Geneviève Emonet : Je suis consciente que je ne suis pas parfaite du tout. L’art lyrique est dans la perfection, mais je ne suis pas parfaite. Même les plus grands artistes font des erreurs. On est humain, et il ne faut pas se mettre trop de pression. Il ne faut pas se mettre trop de barrières à ce niveau là, sinon on ne fait rien. Quand on commet une erreur sur scène, il ne faut pas perdre pied en revanche, car c’est très déstabilisant. Il faut continuer et surtout ne pas le laisser transparaître. La pression est présente, on se met à nu tout de même. Je n’ai pas le trac au point d’avoir la gorge sèche ou de trembler, mais je ressens toujours un petit stress, surtout sur certains passages difficiles.
Blois Capitale : Concernant le montage du Barbier de Séville le stress existe ?
Geneviève Emonet : Oui, car nous sommes en pleine préparation et en recherche de financements. Rien n’est acquis, mais il est important de continuer à se battre. Pour des spectacles ambitieux comme Le Barbier de Séville, même avec une bonne équipe et 5-6 artistes, il faut un programmateur, un soutien financier pour les costumes et les décors, sans quoi on est contraint de faire des compromis. L’objectif est de proposer un spectacle complet. Mais les comptes de l’association doivent rester à l’équilibre. La recherche de subventions sera déterminante. En France, les artistes bénéficient d’un soutien considérable grâce aux subventions publiques et au statut d’intermittent, ce qui est exceptionnel comparé à d’autres pays. Mais les subventions ne sont pas un puits sans fond, ce n’est pas automatique.
Blois Capitale : Parmi les chanteuses et chanteurs, qui est immanquable selon vous ?
Geneviève Emonet : J’aime beaucoup Patricia Petibon et Philippe Jaroussky, en lien avec la musique baroque. J’ai aussi un faible pour Cecilia Bartoli, notamment pour son jeu de scène. Car ce n’est pas une grande voix au sens wagnérien du terme. Elle a beaucoup chanté du Mozart qui lui allait à merveille. Elle a une manière de chanter et de s’exprimer qui a révolutionné l’art lyrique. Elle mettait un peu de souffle dans la voix, ce qui est normalement interdit. Pour moi, c’est une chanteuse lyrique de variétés. Elle a contribué à déringardiser l’opéra. Elle a chanté des tubes, puis elle a exploré des œuvres peu connues. Franchement, c’est une sacré artiste !

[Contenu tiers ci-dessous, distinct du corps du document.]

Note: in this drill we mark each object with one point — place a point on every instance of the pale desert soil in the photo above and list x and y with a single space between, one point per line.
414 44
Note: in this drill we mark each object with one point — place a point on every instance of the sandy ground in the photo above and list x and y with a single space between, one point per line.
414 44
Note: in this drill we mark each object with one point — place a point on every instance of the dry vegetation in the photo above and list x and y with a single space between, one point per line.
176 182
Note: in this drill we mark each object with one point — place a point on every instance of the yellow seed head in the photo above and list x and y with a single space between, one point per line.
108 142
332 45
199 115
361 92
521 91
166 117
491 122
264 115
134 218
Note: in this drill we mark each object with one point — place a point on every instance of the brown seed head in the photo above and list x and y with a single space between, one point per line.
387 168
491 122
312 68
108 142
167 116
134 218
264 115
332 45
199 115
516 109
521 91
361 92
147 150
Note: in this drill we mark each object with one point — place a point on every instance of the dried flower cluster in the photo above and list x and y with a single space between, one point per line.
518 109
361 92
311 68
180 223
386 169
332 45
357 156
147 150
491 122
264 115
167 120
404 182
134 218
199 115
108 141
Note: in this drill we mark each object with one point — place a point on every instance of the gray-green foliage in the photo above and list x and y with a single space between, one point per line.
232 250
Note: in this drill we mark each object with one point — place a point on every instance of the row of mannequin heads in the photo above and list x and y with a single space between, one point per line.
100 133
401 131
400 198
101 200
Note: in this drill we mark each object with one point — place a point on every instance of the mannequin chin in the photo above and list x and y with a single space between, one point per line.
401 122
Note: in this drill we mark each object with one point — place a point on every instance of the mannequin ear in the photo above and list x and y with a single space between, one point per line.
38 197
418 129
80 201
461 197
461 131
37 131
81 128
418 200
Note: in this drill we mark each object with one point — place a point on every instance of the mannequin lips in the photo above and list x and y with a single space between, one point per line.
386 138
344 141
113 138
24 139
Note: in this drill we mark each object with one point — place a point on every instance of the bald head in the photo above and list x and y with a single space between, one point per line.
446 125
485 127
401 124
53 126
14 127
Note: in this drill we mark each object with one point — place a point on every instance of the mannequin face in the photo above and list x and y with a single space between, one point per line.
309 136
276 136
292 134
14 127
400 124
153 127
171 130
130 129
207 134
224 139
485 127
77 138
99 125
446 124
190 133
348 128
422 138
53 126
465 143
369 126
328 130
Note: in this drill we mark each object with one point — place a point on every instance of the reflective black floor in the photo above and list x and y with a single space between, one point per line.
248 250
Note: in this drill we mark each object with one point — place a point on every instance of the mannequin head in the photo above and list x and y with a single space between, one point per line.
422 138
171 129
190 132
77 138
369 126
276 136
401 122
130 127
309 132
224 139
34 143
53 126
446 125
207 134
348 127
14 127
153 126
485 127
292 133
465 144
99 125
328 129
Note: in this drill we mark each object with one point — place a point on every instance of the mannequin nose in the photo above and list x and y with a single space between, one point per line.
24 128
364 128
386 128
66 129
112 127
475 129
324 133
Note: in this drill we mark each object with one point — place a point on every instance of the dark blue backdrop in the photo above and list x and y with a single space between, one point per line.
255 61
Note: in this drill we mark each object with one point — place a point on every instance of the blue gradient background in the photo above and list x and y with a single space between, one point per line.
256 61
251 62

Prochains rendez-vous avec Geneviève Emonet
Fête de l’Assomption à Chambord
Le jeudi 15 août à 11h30, l’église de Chambord accueillera un concert de musique sacrée à l’occasion de la fête de l’Assomption. Esther Pereira, Geneviève Emonet et Bernard Mercier interpréteront des airs de Scarlatti, Pergolesi, Legrenzi et Caccini. Cet événement est organisé par l’association des amis de l’Eglise de Chambord, dans l’idée de vivre un moment spirituel et musical dans un cadre majestueux.
Concert « Ave Maria » à la Cathédrale de Blois
Le dimanche 18 août à 17h, la cathédrale Saint-Louis de Blois résonnera des plus beaux arias de la musique baroque lors du concert « Ave Maria ». Ce concert est organisé au profit d’actions artistiques pour les enfants hospitalisés. Les sopranes Esther Pereira et Geneviève Emonet, accompagnées de Vincent Daguet au violoncelle et Bernard Mercier à l’orgue, interpréteront des œuvres de Charpentier, Caccini, Pergolesi et Scarlatti. Les billets sont disponibles sur place et à la librairie Labbé, au tarif de 15 € (9 € tarif réduit) et gratuit pour les moins de 16 ans et les bénéficiaires de l’association Cultures du Cœur (50 places ont été offertes).